There are numerous inherent limitations of real-time pcr (RT-PCR), which is the mainstay of viral diagnostics, that limit PCR’s applicability to the acute period of infection, an effective countermeasure against SARS Coronavirus 2 will require the use of antigen and antibody immunoassays.
In a nutshell, here’s what Viral Diagnostics Means
Both polymerase chain reactions (PCRs) and immunoassays are frequently used to determine whether or not an individual has a virus.
And how is this taken for testing?
A virus RNA / DNA sample is taken from the patient by a swab or blood drawn and sent to a laboratory for examination using the pcr method (PCR).
RNA viruses such as SARS-CoV-2 require an additional step prior to the polymerase chain reaction, in which a nucleoside enzyme is required to build a complementary DNA non-coding strand from RNA, thus the name Reverse Transcription-PCR.
A thermostable polymerase enzyme recognizes and binds the double-stranded portion of DNA, which functions as a molecular photocopy, to stretch the sequence and generate a full complementary strand of DNA, signaling the start of PCR reaction.
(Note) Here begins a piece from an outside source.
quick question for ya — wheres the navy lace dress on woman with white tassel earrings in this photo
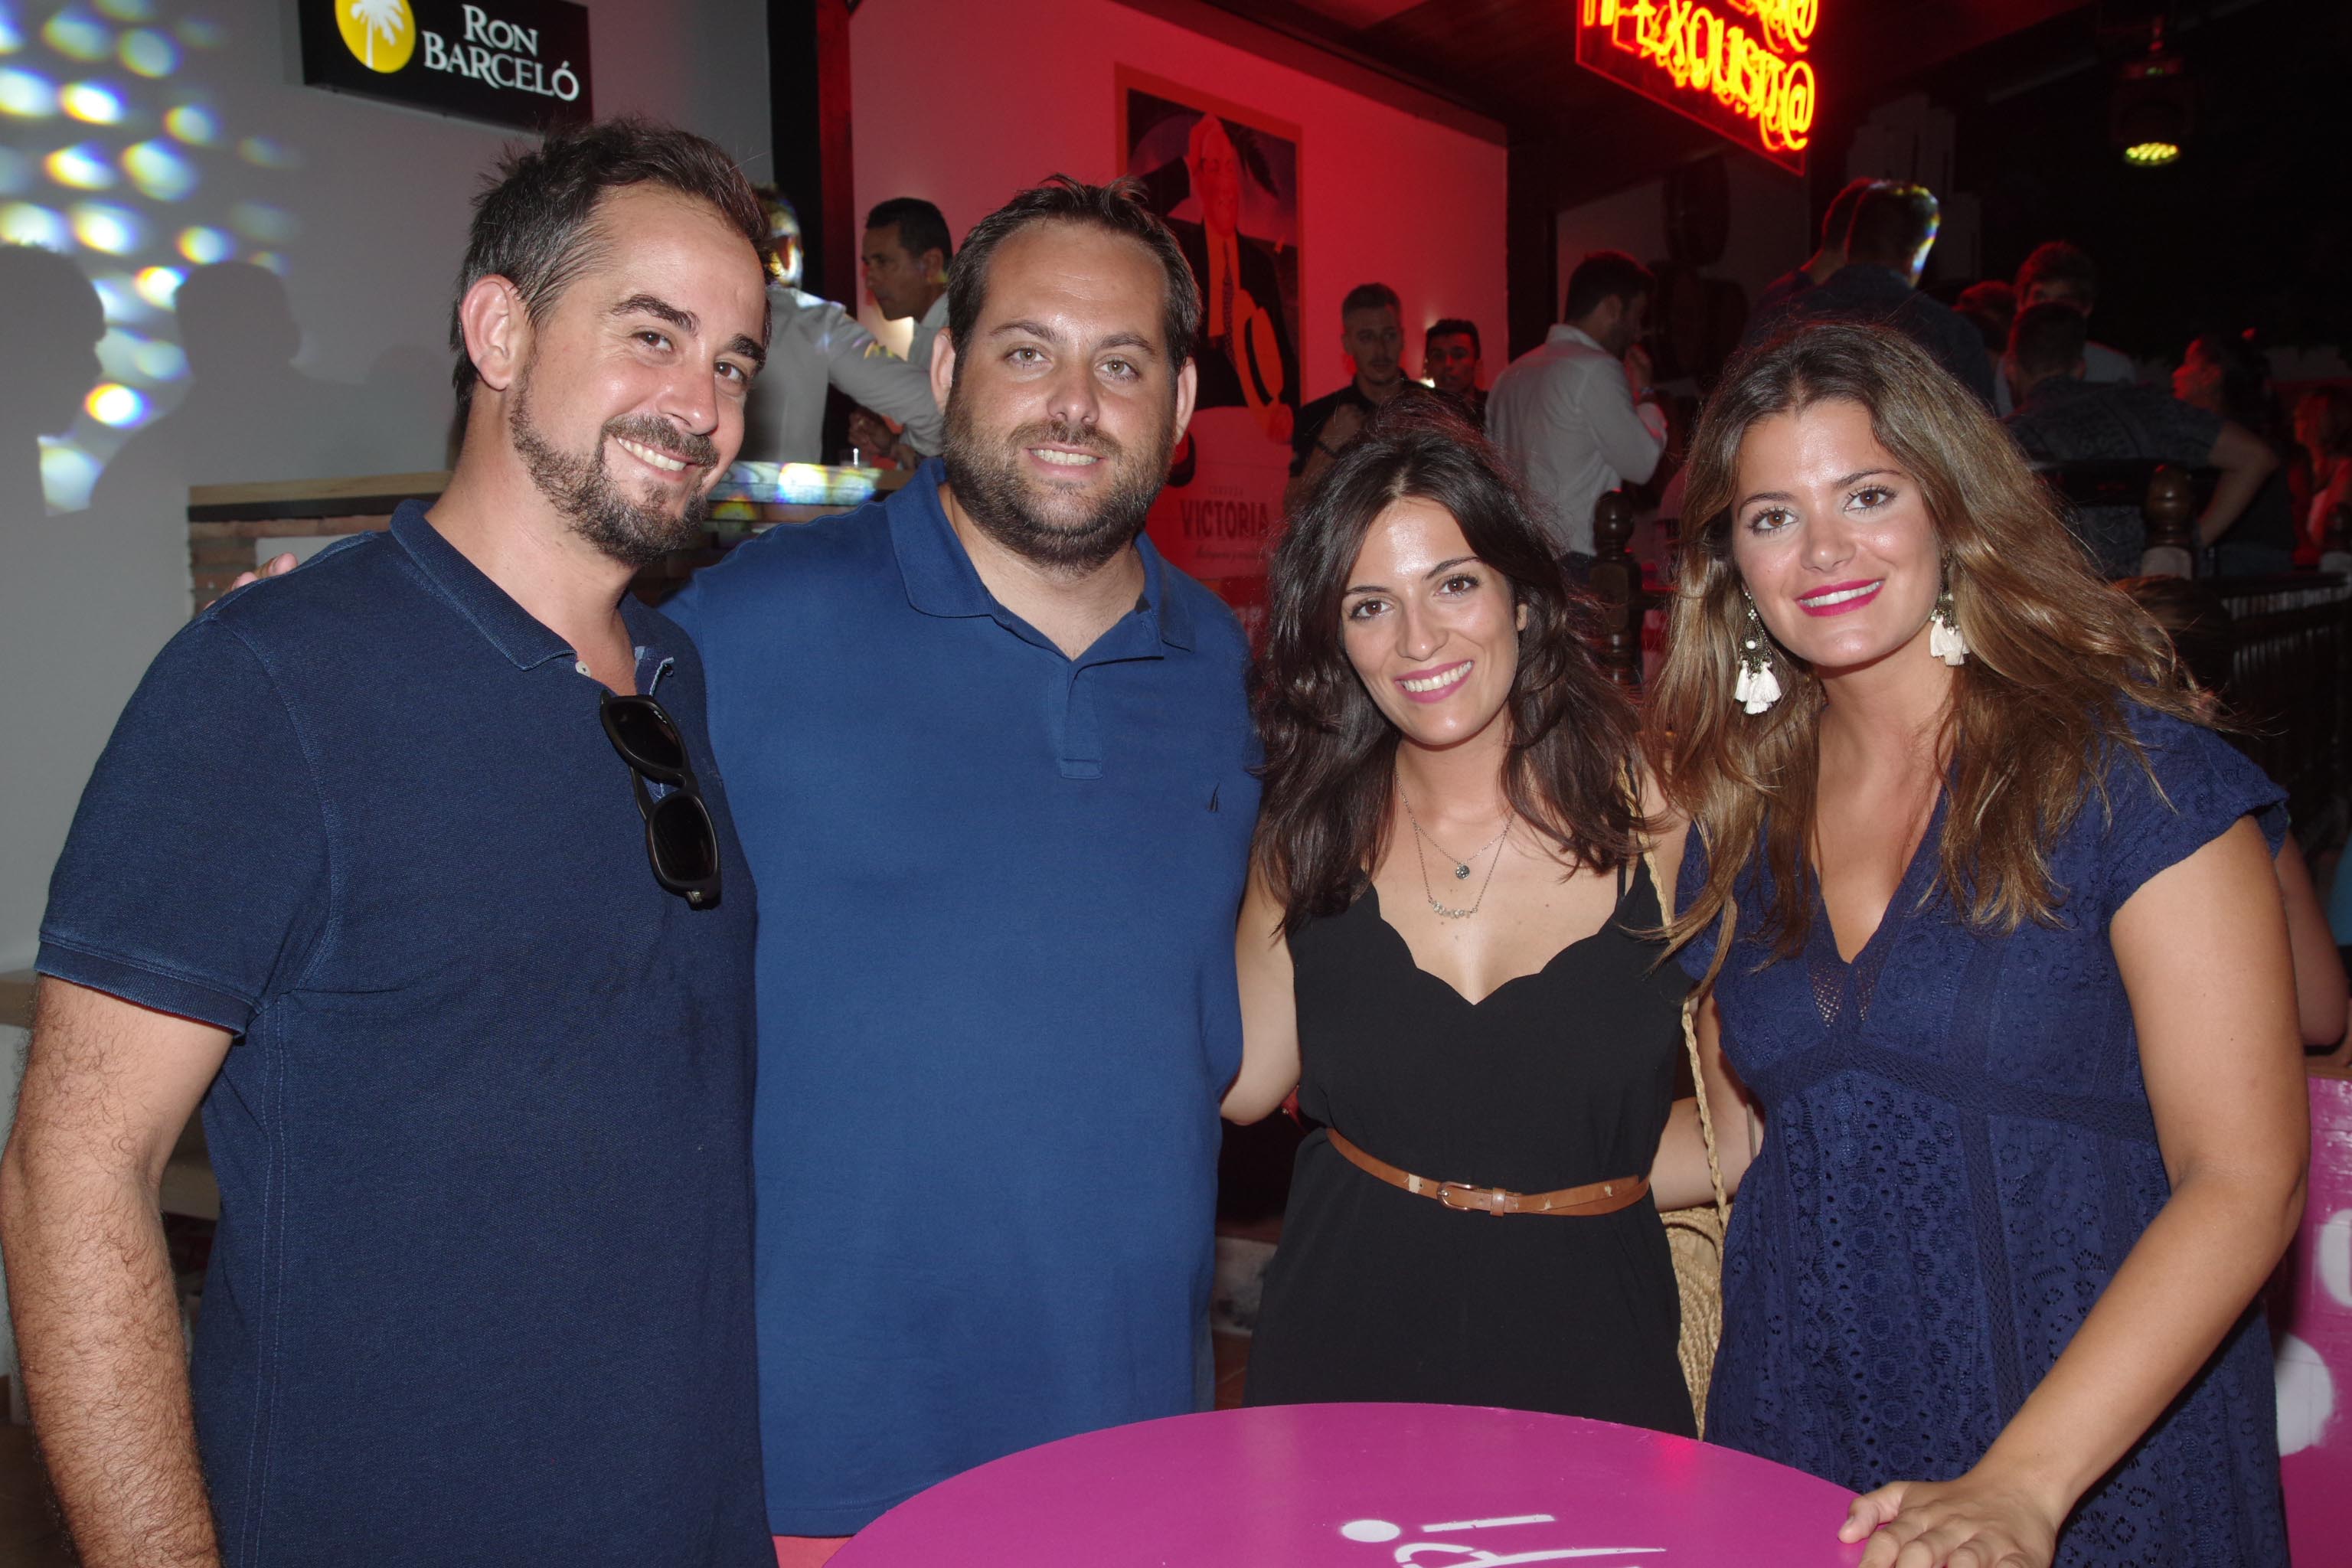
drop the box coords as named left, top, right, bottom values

This can be verified by introducing additional DNA probes that provide a measurable signal to identify which microbe is accountable for the illness.
Immunoassays, what is it?
There are many different types of immunoassays, but all of them are based on an immunogen that has been incapacitated on a surface that is usually on paper, and that is capable of binding disease antibodies as well as the antibodies from the patient’s serum and this is the most common type of immunoassay, and it is the most widely used by licensed clinical diagnostic laboratories.
With the addition of a second type of reporter protein, it now becomes possible to detect a virus-specific immune response in a patient with antigenski test, which can be used to establish the presence of a present or past viral disease in that same patient.
Testing for COVID-19 using PCR
People with COVID-19 can have no symptoms, a slight cough, fever, or severe pneumonia & respiratory failure, furthermore, COVID-19 symptoms are often similar to other co-circulating respiratory illnesses with further complicating issues.
Testing at the Point of Care
However, antigenski test detection is expected to start at the time of symptoms for active COVID-19 infections, and patients with a suspicion of sickness may soon be able to use immediate point-of-care or PoC antigen screening and rapid results with being of help for individuals and for their loved ones as well.
In the circumstance of a pandemic, medical institutions, as well as public health authorities, would have an edge as they would be able to quickly diagnose the disease in their jurisdictions.
The need for point of care testing will increase if authorities have been able to restrict transmission and COVID-19 instances have begun to decline.
Conclusion We have discussed the importance of PCR testing and Antibody test kits as well, but what we all must be cautious about is the way we take precautions on not being infected by the virus, be mindful always of your surroundings, stay at home if there is no necessity to go out, wash your hands frequently as possible, wear your preventive measures when you are outside.